Now its Always Six O’Clock, Thinking About Art and Covid -19

About the Image Now its Always Six O’Clock and We Don’t Have Time to Wash Things Between Whiles

Medium: Drypoint on Paper 2016

Image size 56cm x 76cm, (without the frame)

View or buy on the gallery website STALA CONTEMPORARY :

This work was originally made for a curated show at Heathcote Gallery in 2016 called: Seven Printmakers Respond to Place, later it won highly commended at the York Art Prize. It’s interesting for me to look at this work again post the Covid-19 pandemic, as it is essentially a work concerned with time. In the story of Alice in Wonderland at the tea party time has stopped. I made this artwork about going on a journey without time. With Covid my usual job teaching adults at the Fremantle Arts Centre stopped, the arts centre was closed and all at once time spread out in front of me in a way that I hadn’t experienced for years. Initially I was worried about money, then wanted to create some online classes to fill the void – both the time and the money. I am also in the final year of a Masters by Research Degree in Visual Art and in retrospect, I feel like I had spent the beginning of the year being spread too thin and rushing from one thing to another.

I started out during the Covid social isolation continuing to busily fill my time, gradually I gave up the idea of the online class, we were coping financially. Time opened up I went for walks, I got creative again. I spent long days either making art or writing for my degree. I spent more time cooking. I slowed down. I relaxed. Like the picture I had created years earlier, I went on a journey without the pressure of time, all be it an internal one. As an artist I am very happy in my own space with my own thoughts, and while I enjoy the company of others, I was surprised that I didn’t mind the isolation at all, in fact I enjoyed it.

Drypoint Image by Shana James “Now it Always Six’Oclock and there is No Time to Wash Things Between Whiles”

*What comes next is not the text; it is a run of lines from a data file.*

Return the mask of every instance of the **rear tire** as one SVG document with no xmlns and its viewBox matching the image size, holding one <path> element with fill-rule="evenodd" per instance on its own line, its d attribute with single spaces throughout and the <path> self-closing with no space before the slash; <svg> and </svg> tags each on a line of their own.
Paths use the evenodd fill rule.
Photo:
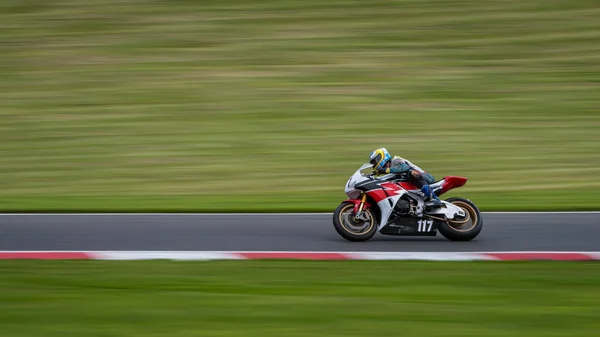
<svg viewBox="0 0 600 337">
<path fill-rule="evenodd" d="M 333 227 L 348 241 L 367 241 L 377 233 L 378 221 L 370 209 L 364 212 L 369 221 L 354 222 L 354 204 L 343 202 L 333 212 Z"/>
<path fill-rule="evenodd" d="M 483 219 L 477 206 L 463 198 L 449 198 L 446 201 L 462 208 L 467 212 L 467 217 L 440 223 L 438 231 L 450 241 L 470 241 L 477 237 L 483 229 Z"/>
</svg>

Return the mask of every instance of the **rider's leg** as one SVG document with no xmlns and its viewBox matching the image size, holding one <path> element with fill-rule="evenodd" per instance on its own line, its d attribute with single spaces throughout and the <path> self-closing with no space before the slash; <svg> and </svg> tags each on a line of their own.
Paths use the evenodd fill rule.
<svg viewBox="0 0 600 337">
<path fill-rule="evenodd" d="M 442 203 L 437 197 L 437 195 L 433 193 L 431 186 L 429 186 L 429 184 L 435 182 L 435 179 L 431 174 L 427 172 L 421 173 L 418 171 L 413 171 L 412 177 L 412 180 L 415 182 L 415 185 L 419 187 L 421 189 L 421 192 L 423 192 L 423 194 L 425 195 L 425 202 L 427 203 L 427 206 L 436 206 Z"/>
</svg>

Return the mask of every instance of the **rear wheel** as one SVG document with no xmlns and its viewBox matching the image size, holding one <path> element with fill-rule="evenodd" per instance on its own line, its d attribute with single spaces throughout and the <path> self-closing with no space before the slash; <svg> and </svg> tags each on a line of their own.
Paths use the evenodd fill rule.
<svg viewBox="0 0 600 337">
<path fill-rule="evenodd" d="M 348 241 L 367 241 L 377 233 L 377 219 L 370 209 L 364 214 L 367 221 L 355 220 L 354 204 L 343 202 L 333 212 L 333 227 Z"/>
<path fill-rule="evenodd" d="M 449 198 L 446 200 L 462 208 L 466 215 L 463 218 L 446 220 L 438 226 L 439 232 L 451 241 L 473 240 L 483 228 L 481 212 L 470 200 L 463 198 Z"/>
</svg>

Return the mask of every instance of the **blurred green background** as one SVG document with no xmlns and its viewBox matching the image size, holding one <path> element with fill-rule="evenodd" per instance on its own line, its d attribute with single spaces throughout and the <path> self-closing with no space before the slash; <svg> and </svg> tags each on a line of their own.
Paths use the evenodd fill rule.
<svg viewBox="0 0 600 337">
<path fill-rule="evenodd" d="M 0 261 L 10 337 L 597 337 L 595 261 Z"/>
<path fill-rule="evenodd" d="M 0 2 L 0 209 L 333 211 L 376 147 L 599 207 L 595 0 Z"/>
</svg>

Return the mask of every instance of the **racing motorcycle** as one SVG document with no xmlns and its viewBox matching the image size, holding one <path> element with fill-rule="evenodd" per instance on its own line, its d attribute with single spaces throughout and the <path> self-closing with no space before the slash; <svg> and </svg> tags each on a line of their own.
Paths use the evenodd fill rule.
<svg viewBox="0 0 600 337">
<path fill-rule="evenodd" d="M 408 176 L 376 177 L 371 164 L 363 164 L 346 183 L 344 200 L 333 213 L 335 230 L 349 241 L 367 241 L 377 232 L 395 236 L 436 236 L 451 241 L 474 239 L 483 226 L 477 206 L 468 199 L 448 198 L 426 207 L 425 195 Z M 446 176 L 430 184 L 437 196 L 464 186 L 467 178 Z"/>
</svg>

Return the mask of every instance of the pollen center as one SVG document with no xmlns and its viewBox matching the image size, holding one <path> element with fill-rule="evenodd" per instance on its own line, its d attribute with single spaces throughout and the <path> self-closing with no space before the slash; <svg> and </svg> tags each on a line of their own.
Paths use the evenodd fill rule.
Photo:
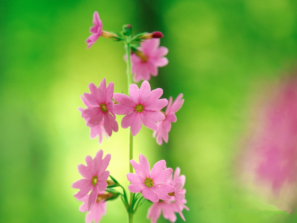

Time is an unusual idea, we measure it continually, a minute is a minute, an hour is an hour; so why do some rush by, while others drag on? Interestingly Charles Dodgeson, aka Lewis Carroll Who wrote Alice in Wonderland was preoccupied with the idea- when does the day start and proposed the idea of an international date line. Now we can coordinate times with people all over the world. But what is a journey like without time? I chose a boat for this image because the sea is vast and a boat can travel in any direction, it is not predetermined by where someone else chose to lay down a road.

Most artists (or anyone working in the arts) say that during the creative process time stops and this is certainly my experience.  When I’m working in the studio making an image, time ceases to exist. This phenomenon has been studied, psychologists call it being in a state of flow. This artwork is about the feeling of being in a state of flow, where time has stopped. See how things flow for Alice when time is taken away. As soon as you leave that state however, there is White Rabbit with his pocket watch predicting you’ll be late, and then of course the Queen will probably want to chop your head off. I don’t know whether I’ll be able to keep this level of peacefulness when everything goes back to normal but I really am going to try.